Detrás del candidato de la alianza Juntos por Asunción, Eduardo Nakayama, se aglutinaron partidos de tendencia liberal y otros autodefinidos socialdemócratas. La idea de armar un bloque unificado para enfrentar al Partido Colorado tuvo fisuras: Asunción para Todos y el Frente Guasu. Aunque el propio Nakayama aclaró que el Frente Guasu no fue invitado por “incompatibilidad de ideas”, no pudo ocultar su molestia: “Lamento que las críticas no vayan dirigidas al adversario principal a vencer que es Óscar Rodríguez”. Tampoco del lado del dirigente comunitario Luis Narvaja hubo insinuación para algún acuerdo. En ambos casos, las decisiones fueron personales. Porque el FG no tuvo inconvenientes para desensillar a su candidato en Luque para que acompañe al del PLRA.

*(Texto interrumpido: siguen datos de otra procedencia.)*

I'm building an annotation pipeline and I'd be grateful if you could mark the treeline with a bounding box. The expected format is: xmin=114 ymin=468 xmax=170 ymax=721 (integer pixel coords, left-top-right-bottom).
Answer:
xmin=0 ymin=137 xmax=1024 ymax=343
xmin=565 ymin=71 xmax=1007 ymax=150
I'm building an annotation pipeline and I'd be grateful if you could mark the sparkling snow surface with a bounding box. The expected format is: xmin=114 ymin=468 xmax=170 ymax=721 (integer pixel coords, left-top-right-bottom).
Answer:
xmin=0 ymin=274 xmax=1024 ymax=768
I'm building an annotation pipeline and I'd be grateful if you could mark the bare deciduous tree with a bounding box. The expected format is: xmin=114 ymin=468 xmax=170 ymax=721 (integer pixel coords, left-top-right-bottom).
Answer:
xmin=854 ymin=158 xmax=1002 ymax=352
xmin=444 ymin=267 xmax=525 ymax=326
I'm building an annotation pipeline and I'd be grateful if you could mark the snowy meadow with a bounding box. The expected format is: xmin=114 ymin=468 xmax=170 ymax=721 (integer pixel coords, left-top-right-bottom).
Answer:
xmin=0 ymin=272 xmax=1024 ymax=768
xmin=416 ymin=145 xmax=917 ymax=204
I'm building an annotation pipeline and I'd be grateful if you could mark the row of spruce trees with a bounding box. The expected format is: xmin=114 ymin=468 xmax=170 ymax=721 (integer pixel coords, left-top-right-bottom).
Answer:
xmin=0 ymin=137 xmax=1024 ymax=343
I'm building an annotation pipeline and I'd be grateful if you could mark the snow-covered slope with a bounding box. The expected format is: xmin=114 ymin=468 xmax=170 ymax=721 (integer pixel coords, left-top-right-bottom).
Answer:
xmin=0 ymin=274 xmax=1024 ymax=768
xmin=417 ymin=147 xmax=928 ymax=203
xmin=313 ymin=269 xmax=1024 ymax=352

Y queda Johanna Ortega, resucitando Asunción para Todos, como la gran incógnita. Prefirió la coherencia con su proyecto que descabalgar a favor de cualquier otro. Aunque su ataque a la corrupción es una de las vértebras de su discurso, no dispara a discreción, porque la lucha no es contra “personas o colores”, puesto que, para ella, superando todo maniqueísmo, la simple alternancia no sirve si no se realiza un cambio radical de las viejas prácticas del poder.

En un ambiente donde los nuevos liderazgos son efímeros por falta de constancia, ante la primera frustración es difícil predecir cómo continuará su carrera. Por de pronto, los grandes medios de comunicación que arremeten con furia contra el candidato colorado y apoyan a Nakayama han optado por invisibilizarla. Pero tengo la impresión de que ya ha plantado bandera y marcado territorio. Es un buen comienzo. Buen provecho.